Bach has the work engraved, and dedicates it to the royal inventor of the theme. The work has become known as the Musikalisches Opfer (The Musical Offering), after a phrase from Bach’s dedication to King Frederick. (See the following footnote for the text of Bach’s dedication. [5])

 

  This masterpiece is rightly considered one of the milestones in the history of classical music.  

 

To Part 2 -- The Concept of Transformation Principles in Music


[1] The following is this author’s dramatization of the account of Bach’s visit to King Frederick, related by Bach’s eldest son, William Friedemann, who accompanied his father, as told to Bach’s first biographer, Johann Nikolaus Forkel. The New Bach Reader, pp. 429-30.

[2] The Silbermann fortepianos were so-named because they were the first keyboard instruments constructed to play dynamical nuances from forte (loud) to piano (soft).
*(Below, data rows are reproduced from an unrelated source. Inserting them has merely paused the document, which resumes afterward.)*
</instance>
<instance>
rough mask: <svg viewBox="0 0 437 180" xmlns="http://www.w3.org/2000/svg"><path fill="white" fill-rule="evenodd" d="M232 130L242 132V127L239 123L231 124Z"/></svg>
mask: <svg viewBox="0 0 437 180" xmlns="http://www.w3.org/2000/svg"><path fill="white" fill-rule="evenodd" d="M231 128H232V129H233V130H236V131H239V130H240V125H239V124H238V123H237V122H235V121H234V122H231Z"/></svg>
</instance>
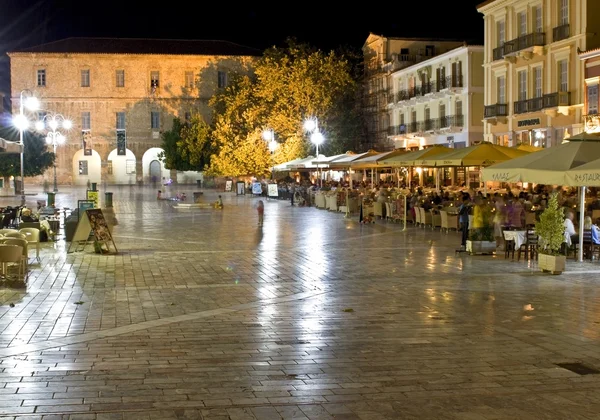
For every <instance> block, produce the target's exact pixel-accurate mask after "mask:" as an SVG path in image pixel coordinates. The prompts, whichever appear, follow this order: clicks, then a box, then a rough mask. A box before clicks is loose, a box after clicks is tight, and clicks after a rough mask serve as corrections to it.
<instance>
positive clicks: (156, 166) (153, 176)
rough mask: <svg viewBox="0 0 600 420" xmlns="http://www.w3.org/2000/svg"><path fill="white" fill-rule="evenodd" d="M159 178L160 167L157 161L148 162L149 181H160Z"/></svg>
mask: <svg viewBox="0 0 600 420" xmlns="http://www.w3.org/2000/svg"><path fill="white" fill-rule="evenodd" d="M160 178H161V167H160V162H159V161H158V160H153V161H152V162H150V180H151V181H152V182H157V181H160Z"/></svg>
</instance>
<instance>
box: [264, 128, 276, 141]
mask: <svg viewBox="0 0 600 420" xmlns="http://www.w3.org/2000/svg"><path fill="white" fill-rule="evenodd" d="M263 140H266V141H273V140H275V133H273V130H265V131H263Z"/></svg>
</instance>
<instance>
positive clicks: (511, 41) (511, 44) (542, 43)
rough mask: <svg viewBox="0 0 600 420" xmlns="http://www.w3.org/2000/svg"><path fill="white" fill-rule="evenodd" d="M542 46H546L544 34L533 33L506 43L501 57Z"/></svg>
mask: <svg viewBox="0 0 600 420" xmlns="http://www.w3.org/2000/svg"><path fill="white" fill-rule="evenodd" d="M544 45H546V34H545V33H544V32H533V33H530V34H527V35H522V36H520V37H518V38H515V39H513V40H511V41H508V42H506V43H505V44H504V46H503V47H502V48H503V51H502V55H504V56H506V55H509V54H513V53H516V52H517V51H521V50H524V49H526V48H531V47H535V46H544Z"/></svg>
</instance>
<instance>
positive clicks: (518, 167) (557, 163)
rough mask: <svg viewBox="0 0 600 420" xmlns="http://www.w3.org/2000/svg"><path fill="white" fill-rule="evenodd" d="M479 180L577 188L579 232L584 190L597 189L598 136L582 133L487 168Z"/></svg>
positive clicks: (584, 201)
mask: <svg viewBox="0 0 600 420" xmlns="http://www.w3.org/2000/svg"><path fill="white" fill-rule="evenodd" d="M595 162H597V163H595ZM594 168H595V169H594ZM582 169H583V170H582ZM482 178H483V180H484V181H501V182H534V183H538V184H551V185H561V186H569V187H580V194H579V196H580V202H579V207H580V208H579V226H580V229H581V228H582V227H583V220H584V214H585V189H586V187H597V186H600V135H597V134H592V133H585V132H584V133H581V134H578V135H576V136H573V137H571V138H569V139H568V140H565V141H564V142H563V144H561V145H558V146H554V147H550V148H548V149H544V150H541V151H539V152H533V153H530V154H528V155H525V156H522V157H518V158H514V159H511V160H508V161H506V162H502V163H497V164H495V165H491V166H489V167H487V168H484V169H483V171H482ZM578 259H579V261H583V235H579V258H578Z"/></svg>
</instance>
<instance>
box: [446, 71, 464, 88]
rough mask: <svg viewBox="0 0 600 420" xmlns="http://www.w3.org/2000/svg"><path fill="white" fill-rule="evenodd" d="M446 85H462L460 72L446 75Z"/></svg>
mask: <svg viewBox="0 0 600 420" xmlns="http://www.w3.org/2000/svg"><path fill="white" fill-rule="evenodd" d="M446 87H447V88H452V87H463V85H462V74H453V75H451V76H446Z"/></svg>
[3] The authorship of this ingenious theme has been debated. Was it really the King, or was it Bach, himself? It could actually be both – Look at the following theme by Bach from his Fantasy and Fugue in c from ??, and notice the similarities. Could the King have invented a variation of one of Bach's own themes with which to test the music master?

 

Music in the Baroque Era, by Manfred F. Bukofzer, W.W. Norton & Co., New York , 1947, pg 277.
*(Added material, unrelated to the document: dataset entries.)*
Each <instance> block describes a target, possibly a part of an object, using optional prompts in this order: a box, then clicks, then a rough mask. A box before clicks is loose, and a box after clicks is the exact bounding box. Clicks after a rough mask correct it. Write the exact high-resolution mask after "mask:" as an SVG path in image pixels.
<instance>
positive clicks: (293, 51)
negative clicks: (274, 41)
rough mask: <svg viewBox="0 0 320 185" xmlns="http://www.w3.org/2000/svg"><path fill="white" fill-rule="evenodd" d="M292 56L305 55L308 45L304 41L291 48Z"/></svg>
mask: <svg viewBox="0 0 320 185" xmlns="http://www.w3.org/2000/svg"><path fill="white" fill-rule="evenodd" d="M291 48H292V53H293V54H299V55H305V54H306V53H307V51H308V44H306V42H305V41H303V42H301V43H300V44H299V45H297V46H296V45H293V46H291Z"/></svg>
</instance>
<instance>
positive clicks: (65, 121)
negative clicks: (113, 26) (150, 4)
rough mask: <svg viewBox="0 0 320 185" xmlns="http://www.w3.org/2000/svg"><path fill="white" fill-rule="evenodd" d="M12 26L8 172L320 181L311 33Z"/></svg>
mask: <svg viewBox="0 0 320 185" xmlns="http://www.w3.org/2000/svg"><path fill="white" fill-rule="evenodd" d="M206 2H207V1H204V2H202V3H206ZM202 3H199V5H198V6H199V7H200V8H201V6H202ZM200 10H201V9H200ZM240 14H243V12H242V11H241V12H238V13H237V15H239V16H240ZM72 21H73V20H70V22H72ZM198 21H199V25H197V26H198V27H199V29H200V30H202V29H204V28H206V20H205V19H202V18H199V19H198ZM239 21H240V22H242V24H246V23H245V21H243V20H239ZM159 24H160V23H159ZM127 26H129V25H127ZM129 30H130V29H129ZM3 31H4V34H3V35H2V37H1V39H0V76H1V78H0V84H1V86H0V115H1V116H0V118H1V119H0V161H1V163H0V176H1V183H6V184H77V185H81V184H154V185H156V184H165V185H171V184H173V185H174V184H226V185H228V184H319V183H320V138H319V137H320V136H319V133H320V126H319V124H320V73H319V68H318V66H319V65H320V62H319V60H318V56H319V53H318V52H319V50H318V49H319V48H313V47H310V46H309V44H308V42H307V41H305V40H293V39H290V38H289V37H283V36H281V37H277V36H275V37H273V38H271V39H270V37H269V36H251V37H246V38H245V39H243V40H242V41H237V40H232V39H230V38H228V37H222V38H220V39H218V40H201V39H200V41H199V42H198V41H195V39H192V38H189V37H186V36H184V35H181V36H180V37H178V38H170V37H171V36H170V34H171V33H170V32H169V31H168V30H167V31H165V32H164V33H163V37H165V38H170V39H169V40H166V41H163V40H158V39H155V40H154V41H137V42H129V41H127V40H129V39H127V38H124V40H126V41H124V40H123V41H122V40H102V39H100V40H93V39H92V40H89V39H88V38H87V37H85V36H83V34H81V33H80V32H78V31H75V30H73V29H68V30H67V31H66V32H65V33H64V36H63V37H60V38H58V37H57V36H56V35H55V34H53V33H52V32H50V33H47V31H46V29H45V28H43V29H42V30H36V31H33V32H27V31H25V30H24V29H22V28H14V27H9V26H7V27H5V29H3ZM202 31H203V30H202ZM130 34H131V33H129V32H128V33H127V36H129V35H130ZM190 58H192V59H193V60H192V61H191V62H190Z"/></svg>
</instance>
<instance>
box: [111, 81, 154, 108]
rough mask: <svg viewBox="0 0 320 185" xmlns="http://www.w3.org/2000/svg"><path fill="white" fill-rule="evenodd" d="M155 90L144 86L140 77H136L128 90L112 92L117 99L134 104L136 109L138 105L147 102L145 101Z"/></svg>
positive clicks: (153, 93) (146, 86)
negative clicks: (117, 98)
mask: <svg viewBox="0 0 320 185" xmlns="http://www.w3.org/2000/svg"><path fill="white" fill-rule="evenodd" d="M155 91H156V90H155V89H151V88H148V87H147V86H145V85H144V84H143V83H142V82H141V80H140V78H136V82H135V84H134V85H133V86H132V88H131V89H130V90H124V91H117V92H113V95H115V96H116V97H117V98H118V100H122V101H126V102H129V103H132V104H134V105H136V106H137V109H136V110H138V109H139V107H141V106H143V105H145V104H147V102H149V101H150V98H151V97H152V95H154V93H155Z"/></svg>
[4] Thanks to Peter Billam’s homepage, which has several versions of elements of the Musical Offering: www.pjb.com.au

[5] In deepest humility I dedicate herewith to Your Majesty a musical offering, the noblest part of which derives from Your Majesty's own August Hand. With awesome pleasure I still remember the very special Royal Grace when, some time ago, during my visit in Potsdam, Your Majesty’s Self deigned to play to me a theme for a fugue upon the clavier, and at the same time charged me most graciously to carry it out in Your Majesty’s Most August Presence. To obey Your Majesty’s command was my most humble duty. I noticed very soon, however, that, for lack of necessary preparation, the execution of the task did not fare as well as such an excellent theme demanded. I resolved therefore and promptly pledged myself to work out this right Royal theme more fully and then make it known to the world. This resolve has now been carried out as well as possible, and it has none other that this irreproachable intent, to glorify, if only in a small point, the fame of a Monarch whose greatness and power, as in all the sciences of war and peace, so especially in music, everyone must admire and revere. I make bold to add this most humble request: may Your Majesty deign to dignify the present modest labor with a gracious acceptance, and continue to grant Your Majesty’s Most August Royal Grace to

          Your Majesty’s most humble and obedient servant

Leipzig, July 7, 1747                                       The Author

Quoted from The New Bach Reader, p. 226-8

     


[i] The first voice begins on “c’.”

The second voice, the “answer,” appears in measure 10, and begins on “g.” This can be both considered as a fourth below “c’,” or an octave below the fifth above “c’” which is “g’.” In the most common type of fugues, the “answer” begins on the fifth above the first presentation of the theme (or, as in this case, the fifth above is transposed down by an octave).

Notice that the “answer” does not have exactly the same intervals as the first, for example, the interval between the second and third notes are decreased to one whole step, whereas, in the first voice, it was a major third (2 whole steps). Here, the interval between the 3rd and 4th is enlarged to become 1 ˝ steps. This slight shift enables the “answer” to be in the same key as the first voice, and is very common in fugues. Here you can get a sense of certain boundries in a "curved" musical space. In this example, if the theme were  transposed up by exactly the same interval -- a fifth, the shape would, in fact, become distorted. What would the second voice be like, if it maintained the exact intervallic relationships as the first voice?

The third voice, beginning in measure 23, begins on “C,” two octaves below the first voice.